SOYEZ est deux fois aussi courant au R-U qu'il est aux Etats-Unis, et les taux de cancer oesophagiens au R-U sont les plus élevés au monde ; jusqu'à quatre fois plus courant que dans d'autres pays européens.

En dépit de leur excellent dossier de sécurité, il était peu clair si l'utilisation à long terme de PPIs de réduire le malaise de la brûlure d'estomac pourrait augmenter le risque de se développer SOIT ou l'écart du cancer associé.

La recherche neuve effectuée chez Queen Mary, Université de Londres et infirmerie royale de Leicester, a donné la plupart de preuve concluante pourtant que ce n'est pas le cas. Le travail est publié dans l'intestin de tourillon observé par pairs.

Professeur Janusz Jankowski, qui Co-a écrit l'étude, a dit : « C'est l'une des études les plus détaillées vérifiant le laboratoire et le côté clinique des médicaments d'inhibiteur de pompe de proton. Par conséquent nous pouvons maintenant meilleur aviser des patients du bon rapport d'avantage/risque de ce traitement couramment prescrit. »

Les tests effectués pendant le tissu examiné par étude biennale échantillonné de la garniture d'oesophage de quatre-vingt-dix volontaires, dont chacun étaient les médicaments donnés de PPI à un dosage élevé ou inférieur. Les chercheurs trouvés là n'étaient aucune différence dans le régime auquel soyez développé, ni l'un ni l'autre étaient là un changement du nombre de cellules précancéreuses dans l'un ou l'autre de groupe.

Tandis qu'il y avait également eu des craintes au sujet de la façon dont les demandes de règlement pourraient affecter des gens souffrant déjà SOIT, l'étude a également prouvé qu'il n'y avait aucune preuve que ceci a aboutie à toute détérioration de la condition ou à n'importe quelles incidences du cancer supplémentaires.

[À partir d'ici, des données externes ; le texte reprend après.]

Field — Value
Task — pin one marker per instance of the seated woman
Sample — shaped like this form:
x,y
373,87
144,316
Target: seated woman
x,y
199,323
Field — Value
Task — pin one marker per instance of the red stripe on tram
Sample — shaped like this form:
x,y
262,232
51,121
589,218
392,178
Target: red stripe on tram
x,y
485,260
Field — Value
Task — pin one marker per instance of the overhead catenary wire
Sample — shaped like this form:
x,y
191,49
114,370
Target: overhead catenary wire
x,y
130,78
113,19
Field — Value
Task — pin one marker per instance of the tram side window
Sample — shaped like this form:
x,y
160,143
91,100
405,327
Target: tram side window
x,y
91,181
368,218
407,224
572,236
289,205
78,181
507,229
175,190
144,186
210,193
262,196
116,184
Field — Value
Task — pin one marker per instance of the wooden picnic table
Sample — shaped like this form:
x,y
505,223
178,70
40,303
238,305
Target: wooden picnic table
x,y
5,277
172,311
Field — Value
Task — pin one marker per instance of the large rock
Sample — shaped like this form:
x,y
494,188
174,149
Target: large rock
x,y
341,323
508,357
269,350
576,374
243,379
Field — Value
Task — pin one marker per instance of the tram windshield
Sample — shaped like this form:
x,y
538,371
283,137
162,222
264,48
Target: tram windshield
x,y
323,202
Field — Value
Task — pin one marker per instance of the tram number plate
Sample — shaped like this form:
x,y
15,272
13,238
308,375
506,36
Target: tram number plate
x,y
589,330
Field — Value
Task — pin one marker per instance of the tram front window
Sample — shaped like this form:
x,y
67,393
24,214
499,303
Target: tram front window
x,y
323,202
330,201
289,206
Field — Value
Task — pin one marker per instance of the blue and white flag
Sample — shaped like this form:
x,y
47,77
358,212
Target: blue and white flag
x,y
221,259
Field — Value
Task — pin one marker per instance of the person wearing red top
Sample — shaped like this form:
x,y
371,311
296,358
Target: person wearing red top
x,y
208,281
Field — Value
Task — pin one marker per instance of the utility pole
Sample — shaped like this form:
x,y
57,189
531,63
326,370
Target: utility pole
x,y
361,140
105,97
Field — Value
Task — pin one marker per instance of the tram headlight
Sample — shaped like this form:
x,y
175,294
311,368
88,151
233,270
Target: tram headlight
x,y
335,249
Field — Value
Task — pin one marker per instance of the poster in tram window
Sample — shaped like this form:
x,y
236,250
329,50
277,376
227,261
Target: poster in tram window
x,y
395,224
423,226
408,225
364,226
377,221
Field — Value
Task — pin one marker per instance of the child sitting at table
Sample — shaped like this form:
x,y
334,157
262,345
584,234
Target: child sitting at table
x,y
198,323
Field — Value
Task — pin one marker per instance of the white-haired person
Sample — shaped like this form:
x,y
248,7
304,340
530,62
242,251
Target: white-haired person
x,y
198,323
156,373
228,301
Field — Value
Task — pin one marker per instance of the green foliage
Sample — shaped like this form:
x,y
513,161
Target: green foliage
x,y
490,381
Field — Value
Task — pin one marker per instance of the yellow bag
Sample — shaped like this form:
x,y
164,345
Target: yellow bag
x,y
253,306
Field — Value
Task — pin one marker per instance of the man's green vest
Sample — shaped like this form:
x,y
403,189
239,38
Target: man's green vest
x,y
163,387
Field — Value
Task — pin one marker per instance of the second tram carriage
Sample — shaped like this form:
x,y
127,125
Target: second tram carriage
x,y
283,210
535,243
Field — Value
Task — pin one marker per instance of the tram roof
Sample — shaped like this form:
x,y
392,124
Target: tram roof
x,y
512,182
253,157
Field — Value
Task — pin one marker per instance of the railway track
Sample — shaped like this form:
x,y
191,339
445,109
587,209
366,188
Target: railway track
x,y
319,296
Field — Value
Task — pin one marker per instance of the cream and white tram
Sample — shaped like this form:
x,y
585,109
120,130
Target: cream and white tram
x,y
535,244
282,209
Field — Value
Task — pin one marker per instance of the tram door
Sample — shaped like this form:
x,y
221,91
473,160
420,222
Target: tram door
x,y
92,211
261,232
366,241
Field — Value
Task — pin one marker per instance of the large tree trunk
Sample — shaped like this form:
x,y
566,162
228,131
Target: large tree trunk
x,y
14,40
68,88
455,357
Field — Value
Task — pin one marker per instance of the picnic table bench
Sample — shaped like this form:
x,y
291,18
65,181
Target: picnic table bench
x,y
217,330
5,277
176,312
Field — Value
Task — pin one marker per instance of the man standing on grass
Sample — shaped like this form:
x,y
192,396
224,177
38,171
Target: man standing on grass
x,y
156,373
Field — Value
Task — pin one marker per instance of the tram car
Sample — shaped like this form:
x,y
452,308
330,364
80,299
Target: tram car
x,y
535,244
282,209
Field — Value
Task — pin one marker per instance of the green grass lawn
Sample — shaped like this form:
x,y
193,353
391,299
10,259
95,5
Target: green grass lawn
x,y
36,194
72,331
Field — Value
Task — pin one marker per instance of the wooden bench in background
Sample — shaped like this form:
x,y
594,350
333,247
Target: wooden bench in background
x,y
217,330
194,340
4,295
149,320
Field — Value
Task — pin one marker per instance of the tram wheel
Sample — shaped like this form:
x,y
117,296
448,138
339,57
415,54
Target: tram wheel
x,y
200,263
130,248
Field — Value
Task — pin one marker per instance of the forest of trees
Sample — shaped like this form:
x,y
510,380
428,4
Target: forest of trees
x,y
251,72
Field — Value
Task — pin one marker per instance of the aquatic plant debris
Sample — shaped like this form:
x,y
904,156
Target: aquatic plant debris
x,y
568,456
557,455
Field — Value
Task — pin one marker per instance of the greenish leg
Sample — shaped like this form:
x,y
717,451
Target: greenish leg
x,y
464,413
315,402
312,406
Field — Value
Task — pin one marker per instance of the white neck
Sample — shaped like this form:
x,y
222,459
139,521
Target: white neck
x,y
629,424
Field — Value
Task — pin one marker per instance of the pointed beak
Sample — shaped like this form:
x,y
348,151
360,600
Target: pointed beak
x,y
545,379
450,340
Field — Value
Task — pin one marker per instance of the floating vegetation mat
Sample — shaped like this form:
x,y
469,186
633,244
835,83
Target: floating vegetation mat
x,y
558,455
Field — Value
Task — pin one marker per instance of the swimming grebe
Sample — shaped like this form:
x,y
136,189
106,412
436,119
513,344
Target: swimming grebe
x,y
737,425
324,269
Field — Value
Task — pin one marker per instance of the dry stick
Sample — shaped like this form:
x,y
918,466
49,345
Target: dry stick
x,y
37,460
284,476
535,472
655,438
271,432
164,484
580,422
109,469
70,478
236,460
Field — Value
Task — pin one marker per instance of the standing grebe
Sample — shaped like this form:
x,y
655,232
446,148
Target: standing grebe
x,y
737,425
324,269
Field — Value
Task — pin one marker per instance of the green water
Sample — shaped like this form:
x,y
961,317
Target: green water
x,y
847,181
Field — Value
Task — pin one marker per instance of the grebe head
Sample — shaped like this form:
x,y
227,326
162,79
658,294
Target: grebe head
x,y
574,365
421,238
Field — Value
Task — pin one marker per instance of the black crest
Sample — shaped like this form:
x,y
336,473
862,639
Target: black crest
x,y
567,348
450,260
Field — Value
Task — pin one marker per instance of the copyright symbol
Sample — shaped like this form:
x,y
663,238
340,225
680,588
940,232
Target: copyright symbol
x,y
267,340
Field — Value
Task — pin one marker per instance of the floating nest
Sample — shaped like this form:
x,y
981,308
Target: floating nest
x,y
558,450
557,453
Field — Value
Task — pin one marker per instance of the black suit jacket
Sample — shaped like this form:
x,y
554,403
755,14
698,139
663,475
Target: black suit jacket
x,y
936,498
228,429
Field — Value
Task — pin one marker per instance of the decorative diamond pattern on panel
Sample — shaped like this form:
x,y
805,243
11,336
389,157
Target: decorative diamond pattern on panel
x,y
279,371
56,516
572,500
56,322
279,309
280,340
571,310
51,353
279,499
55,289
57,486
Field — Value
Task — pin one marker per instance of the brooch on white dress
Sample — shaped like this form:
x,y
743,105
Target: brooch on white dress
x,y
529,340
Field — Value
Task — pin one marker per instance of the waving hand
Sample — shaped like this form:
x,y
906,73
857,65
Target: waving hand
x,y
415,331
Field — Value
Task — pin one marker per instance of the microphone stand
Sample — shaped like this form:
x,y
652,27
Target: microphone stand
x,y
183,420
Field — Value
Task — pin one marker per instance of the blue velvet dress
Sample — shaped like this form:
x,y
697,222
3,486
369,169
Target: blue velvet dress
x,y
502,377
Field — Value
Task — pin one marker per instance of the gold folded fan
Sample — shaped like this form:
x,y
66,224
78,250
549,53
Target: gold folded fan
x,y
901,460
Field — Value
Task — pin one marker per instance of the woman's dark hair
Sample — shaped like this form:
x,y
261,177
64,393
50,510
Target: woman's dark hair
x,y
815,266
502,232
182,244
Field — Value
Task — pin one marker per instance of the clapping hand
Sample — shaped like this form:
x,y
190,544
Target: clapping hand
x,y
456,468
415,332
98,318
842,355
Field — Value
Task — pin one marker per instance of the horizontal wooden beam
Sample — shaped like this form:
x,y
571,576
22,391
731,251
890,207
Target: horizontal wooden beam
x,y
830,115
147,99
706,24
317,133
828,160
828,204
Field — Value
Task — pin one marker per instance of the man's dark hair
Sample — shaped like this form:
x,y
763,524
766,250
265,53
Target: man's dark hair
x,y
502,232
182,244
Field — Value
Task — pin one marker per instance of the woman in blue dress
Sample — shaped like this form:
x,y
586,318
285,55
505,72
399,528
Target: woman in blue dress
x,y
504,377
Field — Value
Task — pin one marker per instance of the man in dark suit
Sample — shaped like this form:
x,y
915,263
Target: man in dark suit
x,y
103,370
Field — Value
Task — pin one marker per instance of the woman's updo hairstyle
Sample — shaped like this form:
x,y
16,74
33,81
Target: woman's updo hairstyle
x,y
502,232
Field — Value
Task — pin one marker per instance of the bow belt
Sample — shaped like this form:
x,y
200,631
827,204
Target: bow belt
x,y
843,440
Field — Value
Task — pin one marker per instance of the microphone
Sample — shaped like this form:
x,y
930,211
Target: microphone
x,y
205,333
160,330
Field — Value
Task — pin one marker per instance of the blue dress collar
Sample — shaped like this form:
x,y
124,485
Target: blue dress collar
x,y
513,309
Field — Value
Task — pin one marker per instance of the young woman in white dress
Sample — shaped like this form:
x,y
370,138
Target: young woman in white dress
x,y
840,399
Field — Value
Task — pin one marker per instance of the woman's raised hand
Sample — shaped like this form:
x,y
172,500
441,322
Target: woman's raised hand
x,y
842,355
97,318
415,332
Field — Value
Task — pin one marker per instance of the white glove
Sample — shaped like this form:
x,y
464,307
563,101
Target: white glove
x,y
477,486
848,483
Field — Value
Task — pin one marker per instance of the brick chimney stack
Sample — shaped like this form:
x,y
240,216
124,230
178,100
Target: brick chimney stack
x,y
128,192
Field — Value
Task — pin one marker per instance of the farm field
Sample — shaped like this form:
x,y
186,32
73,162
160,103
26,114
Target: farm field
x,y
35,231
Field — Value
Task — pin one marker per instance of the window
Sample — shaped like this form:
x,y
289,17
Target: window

SOYEZ est marqué par des changements des cellules de la garniture d'oesophage (épithélium squamous) qui les effectue plutôt les cellules des intestins (épithélium colomnaire). Aussi bien qu'augmenter le risque de cancer oesophagien, la condition rétrécit l'oesophage et les patients peuvent remarquer la douleur tout en avalant. La possibilité du cancer que se développer est proportionnel à la longueur de SOIT.

Le travail de PPIs à côté de bloquer l'action de la gastrine, une hormone qui règle des taux d'acide dans l'estomac, et est connu pour augmenter le mouvement normal des cellules dans l'appareil gastro-intestinal. Puisque le traitement de PPI augmente les niveaux de la gastrine dans le fuselage, on l'avait pensé que ceci pourrait entraîner l'extension de SOIT tissu affecté, mais ceci ne s'est pas avéré le cas : les scientifiques ont observé ni l'extension ou la contraction du tissu anormal. C'est concordant avec la pratique BRITANNIQUE en vigueur, où le traitement de PPI actuel est seulement qualifié pour traiter la brûlure d'estomac et le « oesophagitis » mais POUR NE PAS ÊTRE.